4. Key actions for a chair
- Provide strategic leadership and a clear vision, using Board expertise effectively.
- Act as a buffer between the CEO, Board, and investors while maintaining independence.
- Ensure Non-Executives are empowered to challenge effectively.
- Promote openness and debate among all Directors.
- Facilitate constructive relations between Executives and Non-Executives.
- Communicate effectively with shareholders and stakeholders.
- Hold periodic NED-only meetings.
- Prepare a Corporate Governance statement defining the Chair’s role.
- Ensure all new Directors receive a formal, tailored induction.
- Commit sufficient time and energy to understand the business.
- Keep Board meetings focused, concise, and productive.
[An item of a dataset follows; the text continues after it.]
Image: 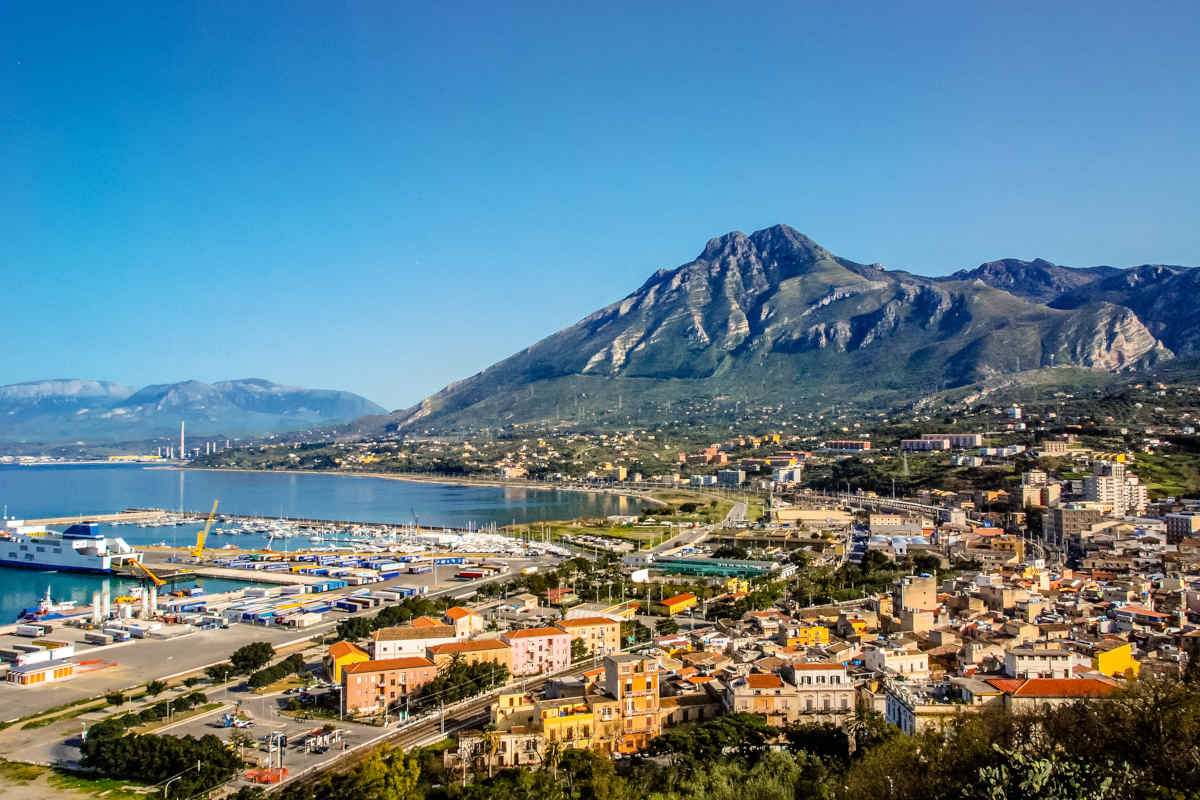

- Conduct regular Board evaluations and act on recommendations
Summary
Good Boards are created by good Chairs.
The Chair leads the Board, fosters effective contribution from all Directors, and ensures decisions are implemented efficiently.While the CEO leads the company, the Chair provides strong but non-dominant leadership, enabling strategic focus, robust debate, and effective governance - essential for the company’s success.